Indeed, there is no uniform Islamic position on the theory of evolution. Ever since its earliest formulation by Darwin (and subsequent improvements on it), Muslim scholars have reacted to it with a variety of viewpoints, including sometimes a full acceptance of its scenario on the origin and history of humanity. In such cases, religious scholars insist on a theistic interpretation: God planned that whole evolution, by writing it in the laws of nature, and perhaps even “guided” it.

But there are also strongly creationist positions in today’s Muslim culture, the clearest and strongest one being expressed by Harun Yahya and his group, who for the past decade or more have launched an aggressive campaign targeting Muslims throughout the world, including the UK and France, where lecture tours are organized and books (such as the infamous Atlas of Creation) are massively distributed either freely or in subsidized sales.
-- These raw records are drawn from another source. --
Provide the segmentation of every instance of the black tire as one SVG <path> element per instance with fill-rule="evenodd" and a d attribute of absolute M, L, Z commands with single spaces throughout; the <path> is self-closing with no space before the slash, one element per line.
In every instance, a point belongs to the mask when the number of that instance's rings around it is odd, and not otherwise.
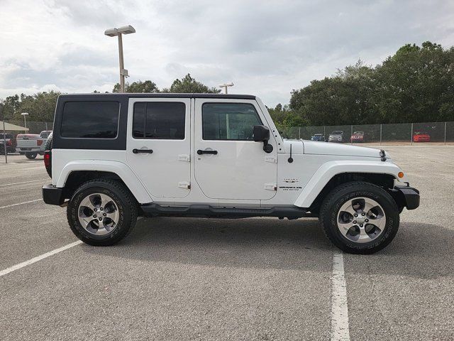
<path fill-rule="evenodd" d="M 108 234 L 92 234 L 84 229 L 79 221 L 79 205 L 84 198 L 92 193 L 109 195 L 118 208 L 118 222 Z M 118 242 L 131 232 L 137 221 L 138 206 L 133 195 L 121 183 L 113 180 L 95 180 L 82 184 L 76 190 L 68 203 L 67 216 L 70 227 L 77 238 L 90 245 L 106 247 Z"/>
<path fill-rule="evenodd" d="M 348 200 L 362 197 L 379 203 L 386 215 L 384 228 L 371 242 L 358 243 L 344 237 L 338 227 L 338 213 Z M 399 224 L 399 211 L 391 195 L 384 189 L 370 183 L 355 181 L 334 188 L 321 204 L 319 220 L 326 237 L 341 250 L 350 254 L 370 254 L 388 245 L 396 236 Z"/>

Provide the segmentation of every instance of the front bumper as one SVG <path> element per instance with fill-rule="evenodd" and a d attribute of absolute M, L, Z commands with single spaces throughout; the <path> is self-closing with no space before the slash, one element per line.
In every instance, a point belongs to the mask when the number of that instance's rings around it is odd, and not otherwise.
<path fill-rule="evenodd" d="M 404 207 L 406 207 L 407 210 L 414 210 L 419 207 L 419 191 L 413 187 L 394 186 L 391 190 L 391 195 L 401 210 Z"/>
<path fill-rule="evenodd" d="M 43 200 L 46 204 L 61 205 L 65 202 L 63 188 L 52 184 L 43 186 Z"/>

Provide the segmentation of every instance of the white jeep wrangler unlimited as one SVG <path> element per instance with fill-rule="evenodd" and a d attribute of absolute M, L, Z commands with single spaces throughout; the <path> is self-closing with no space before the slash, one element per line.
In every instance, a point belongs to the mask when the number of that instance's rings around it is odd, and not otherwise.
<path fill-rule="evenodd" d="M 384 151 L 283 139 L 255 96 L 62 95 L 52 146 L 44 201 L 67 205 L 92 245 L 116 243 L 138 216 L 319 217 L 336 247 L 370 254 L 419 205 Z"/>

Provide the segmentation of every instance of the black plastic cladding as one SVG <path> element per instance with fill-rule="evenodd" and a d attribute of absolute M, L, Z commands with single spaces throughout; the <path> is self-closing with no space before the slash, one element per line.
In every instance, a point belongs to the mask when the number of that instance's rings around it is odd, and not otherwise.
<path fill-rule="evenodd" d="M 126 126 L 128 103 L 130 98 L 219 98 L 255 99 L 250 94 L 62 94 L 58 97 L 54 120 L 53 148 L 59 149 L 104 149 L 124 151 L 126 149 Z M 60 135 L 62 114 L 67 102 L 111 102 L 120 103 L 118 134 L 116 139 L 71 139 Z"/>

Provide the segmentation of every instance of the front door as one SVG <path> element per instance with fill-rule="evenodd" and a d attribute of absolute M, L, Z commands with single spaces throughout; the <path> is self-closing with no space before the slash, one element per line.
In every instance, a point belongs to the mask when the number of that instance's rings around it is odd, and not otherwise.
<path fill-rule="evenodd" d="M 276 194 L 277 148 L 265 153 L 255 142 L 255 125 L 265 124 L 253 100 L 196 99 L 194 175 L 207 197 L 226 200 L 268 200 Z"/>
<path fill-rule="evenodd" d="M 126 158 L 154 197 L 179 198 L 189 193 L 190 101 L 129 99 Z"/>

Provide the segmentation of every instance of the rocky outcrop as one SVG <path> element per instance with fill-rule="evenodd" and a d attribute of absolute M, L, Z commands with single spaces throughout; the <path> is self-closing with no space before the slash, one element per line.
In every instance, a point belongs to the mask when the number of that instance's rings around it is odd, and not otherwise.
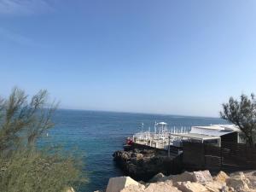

A full review of the spectrum of Islamic positions can be found in my book, including a detailed critique of the claims made by Harun Yahya.

So if there is a large spectrum of Islamic position vis-a-vis evolution, why do those students claim that “it is against the teachings of the Qur’an”?

First, this attitude is a confusion of genres: the Qur’an should not be a reference against which any scientific theory or result is checked; the Qur’an is a book of spiritual, moral, and social guidance, and while it encourages people to explore the world and derive from it a worldview, one which conforms to its theistic teachings, it does not claim to present descriptions, much less explanations for how the world works.

Secondly, stating that evolution is “against the teachings of the Qur’an” stems from taking certain stories, particularly the creation story of Adam, literally and accepting the interpretations of the Holy Book by old scholars as the definitive meaning of those verses. As I’ve often told people, just as we do not reject the sun-centered model of the solar system just because the Qur’an says “the sun rises” and “the sun sets”, we must not reject evolution just because the Book says “God created Adam from clay”.

The openness of the Qur’an to (re-)interpretation was recently underlined by Sheikh Yusuf Al-Qaradawi, perhaps the most influential Muslim scholar of the past few decades, who stated that: “If Darwin’s theory is proven, we can find Qur’anic verses that will fit with it…”

The rejection of evolution in today’s Muslim culture is then a reflection of the dominance of the literalistic, fundamentalist conceptions of Islam in many parts of the world, including among Muslim minorities in the west. And campaigns by Harun Yahya and the like are counter-productive and do not bode well for Muslims, whether with regard to science or modernity, more generally.

Last but not least, it is very unfortunate that Muslims keep claiming that knowledge and science occupy a high place in Islam but then many of them turn dogmatic, close-minded, and selective when they must at least learn a theory which challenges their old conceptions. How can knowledge and science be upheld and promoted when one insists on sticking to pre-adopted, un-informed positions?

Muslims everywhere must open their minds to all new ideas. They must be confident that their faith and worldview are robust enough to deal with modernity in its various facets; indeed, new viewpoints can help fine-tune beliefs and worldviews. Islam not only does not forbid studying evolution or any other theory; it welcomes new knowledge and deals with it objectively. Muslims are called upon to engage with science, philosophy, and art with confidence and open minds.

By Nidhal Guessoum, published in The Huffington Post, April 1st 2012.